Bottom line, as long as we depend on publishers as both content providers and access providers we as consumers of content won’t be able to get what we need in the way we need it - just like with APIs.  The only way to solve the problem is to allow users or some unaffiliated community to create the access to content (or API), as opposed to limiting that ability to only the publisher.  As web 2.0 paradigms catch on with the masses, turning more and more of us to prosumers, this will become more and more of an issue.  Publishers that try to control access will lose out to those that provide users the to tailor the content to their own needs. Publishers need to understand that this benefits both them and the users.

I see signs that this is actually starting to happen (in a small way) with the NYTimes and WSJ both announcing personal portals for thier users. The jump to personalized feeds isn’t that unthinkable…

ACAP Conference

Friday, June 29th, 2007

I attended the first annual ACAP conference this week (ACAP stands for Automated Binary Access Protocol, their website is http://www.the-acap.org/). They are defining a standard mechanism that will allow publishers to communicate permissions information about content that can be automatically recognized and interpreted by any automated process that would like to use the content.

Currently the only mechanism available to publishers is the Robots Exclusion Protocol (REP, some people just call it robots.txt, the file placed in the root directory of a website that defines which files should or shouldn’t be visited by crawlers). There is also the Robots META tag which allows HTML authors to indicate to visiting robots if a specific document may be indexed, or used to harvest more links.

These mechanisms don’t give publishers very much control over how their content is used and they would like much finer grained control - both at the content level (not just files) and on the usage level (how the content can be used). A while back Yahoo announced a “robots-nocontent” tag that allows marking certain sections as unrelated to the main content of the page, and should therefor be ignored by search engines. It is an interesting addition to REP, but really doesn’t do much to take into account publishers concerns - since it is focused on control over indexing, not delivery (e.g. caching, summarization), and hasn’t been picked up by other search engines.

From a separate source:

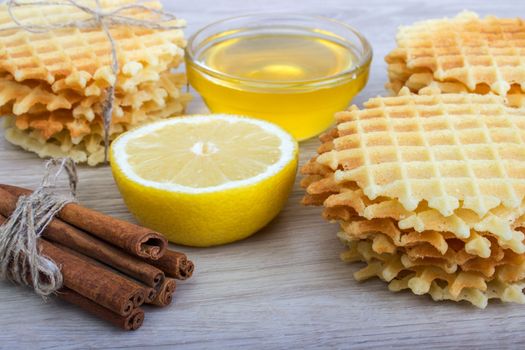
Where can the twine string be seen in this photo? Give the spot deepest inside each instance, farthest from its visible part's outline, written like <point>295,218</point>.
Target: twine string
<point>101,19</point>
<point>20,259</point>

So what happened at the conference? Attendance was good, lots of people from various publishers - heavily European, but not exclusively. Google, Yahoo and MSN sent representatives, but it was clear that this was a conference led by publishers. There was a certain amount of “Google\Yahoo\MSN” bashing going on, mostly because they haven’t been willing to sign up as members of ACAP.

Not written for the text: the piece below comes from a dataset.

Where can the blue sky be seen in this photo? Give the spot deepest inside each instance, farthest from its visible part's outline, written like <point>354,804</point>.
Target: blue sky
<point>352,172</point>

It is clear that the current lack of control that publishers have over their content on the Internet is a problem and it is preventing them from putting more of their content online (books, periodicals etc). It is also clear that the two groups (search-engines and publishers) have very different mind-sets about what is important. Publishers want to control all aspects of delivery and use of their content, since they make money from that content. They worry that aggregators give away the baby with the bathwater, and by creating their own summaries and caching pages search engines are lowering the value of the actual content. Search engines want access to as much content as possible, index it, summarize it and make things as easy to find as possible on the web. They make money from people accessing this aggregated information.

Then of course there is the whole issue of copyright - the publishers whole business model is based on the fact that owners of content have a proscribed set of rights that allow them to have control over their content, its delivery and usage. Search engines believe that copyright is a bit antiquated, and that by allowing people to find content, they are doing the publishers a service. I think that they are both right - but they come from such different worlds and mind-sets they have troubling understanding each other, or addressing each other concerns. They need to understand that they are in a symbiotic relationship and need to figure out how to work together.

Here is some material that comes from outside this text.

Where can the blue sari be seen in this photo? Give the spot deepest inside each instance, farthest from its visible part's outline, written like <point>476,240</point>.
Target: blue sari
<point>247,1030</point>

It seems to me that they may be worried about “yesterday’s” technology - with the advent of tools for extracting parts of a page, ad-enabled syndication and mashups - the issues will become even thornier, and any solution will need to take those emerging capabilities into account too. ACAP could become very influential as forum for creators of these technologies and publishers to sit down, understand each other and work out solutions to the issues. If ACAP can make that happen - then they will have real influence over how content is delivered on the web.